Sin embargo, se podrían saltear los dos párrafos anteriores, ignorarlos completamente con toda su información y sugerencias, y sentarse a leer Ulises sin siquiera saber quién lo escribió, en qué época, ni con qué intención, y aún así disfrutarlo. Solamente hay que comprender que muchas facetas de esta obra tan compleja serán una fiesta y otras se nos escaparán o nos dejarán indiferentes, eso dependerá de cada lector, como sucede con cualquier obra de arte. Joyce llamaba a Ulises su “novela monstruo”, le llevó siete años escribirla y publicarla fue poco menos que un milagro, porque nadie se atrevía a comprometerse con un texto tan extraño y que contenía muchos pasajes que se parecían bastante a la más cruda pornografía. Joyce se comprometió con su experimento, y sucedió lo que sucede cuando un artista lleva un lenguaje y un camino hasta sus últimas consecuencias, el público se extravío tratando de seguirlo, pero eso es inevitable.
Tal vez un escritor menos solvente en términos de estilo no habría podido sostener una novela como Ulises. Pero si algo sabía Joyce era escribir bien, hermosamente bien, provocando un hallazgo a cada línea de texto, así éste fuera una de esas enumeraciones exasperantes que tanto proliferan en Ulises, pero en las que siempre encontramos alguna pequeña joya brillando entre el desconcierto. Ulises es un patchwork de estilos y recursos a los que Joyce echa mano sin retroceder un milímetro en sus intenciones. ¿Cuáles son esas intenciones? La primera: trascender como escritor. La segunda: empujar los límites del género novela. La tercera (y no menos importante) jugar.

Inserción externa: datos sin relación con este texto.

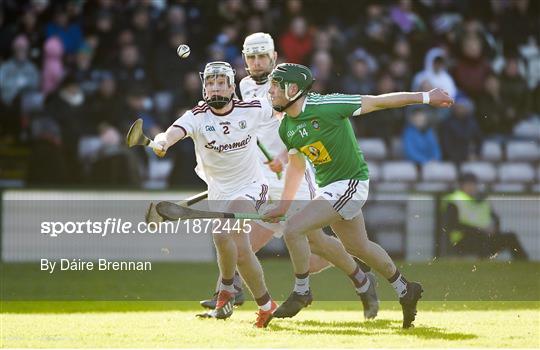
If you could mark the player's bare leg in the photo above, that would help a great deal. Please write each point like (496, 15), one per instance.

Jugar con el lector, con el lenguaje, con los personajes, sus pensamientos y sentimientos. Porque a Ulises pude caberle cualquier adjetivo, menos el de solemne. Reboza de inteligencia, pero también de una ironía mordaz y permanente.
En Ulises hay narración, extensos diálogos, monólogos, descripción (a raudales), insólitas enumeraciones, textos al estilo teológico (preguntas y respuestas incluidas), cuentos breves (capítulo 10), diálogos de teatro (germen del teatro del absurdo, no en vano Beckett fue discípulo de Joyce), bromas, adivinanzas y mucho, pero mucho más. Como frutilla del postre, el famoso, extenso y escandaloso monólogo interior de Molly Bloom, sin casi signos de puntuación, que finaliza el libro. Abundemos un poco aquí. ¿Por qué este fragmento ha tenido tanta trascendencia? Joyce no fue el primero en usar este tipo de monólogos, también etiquetados como “libre fluir de la conciencia”. Virginia Wolf, Proust y otros contemporáneos los utilizaron. No obstante, ningún autor antes de Joyce los llevó hasta esas alturas.
¿Por qué debería Molly poner puntos y comas en su pensamiento? ¿Nuestro pensamiento no se parece más a ese fluir incesante y desestructurado? ¿Y la pornografía? Molly comenta con detalles cómo Bloom le besa el culo, cómo se la chuparía a un estudiante que conoce, qué tan grande la tiene su amante. ¿Por qué no debería hacerlo? ¿Acaso nosotros ponemos censura a nuestro propio pensamiento? ¿Nos guardamos el cinismo, la crueldad, el deseo? Estamos solos en nuestra cabeza que usa sus propias reglas que no nos competen. Lo mismo Molly, y eso la hace más cercana a una mujer de carne, hueso y pensamiento, que a un personaje ficticio anotado sobre un papel impreso. Esto es un ejemplo de lo que Joyce provoca con Ulises. Hay muchos otros, casi inagotables.
Lo único seguro de leer Ulises es que nadie quedará indiferente. Algunos lo arrojarán lejos. Otros lo dejarán de lado llenos de perplejidad. Los más disfrutarán partes de él y otras no tanto. Los imprudentes intentarán el infructuoso viaje de comprenderlo todo. Nosotros apuntamos apenas la advertencia de que, después de Ulises, cuando nos sentemos a leer otra novela, quizás llena de las buenas intenciones de un escritor talentoso, echaremos de menos el estilo de Joyce para llevarnos de la mano en su universo estrambótico, y esta nueva lectura nos parecerá, quizás, un poco sosa.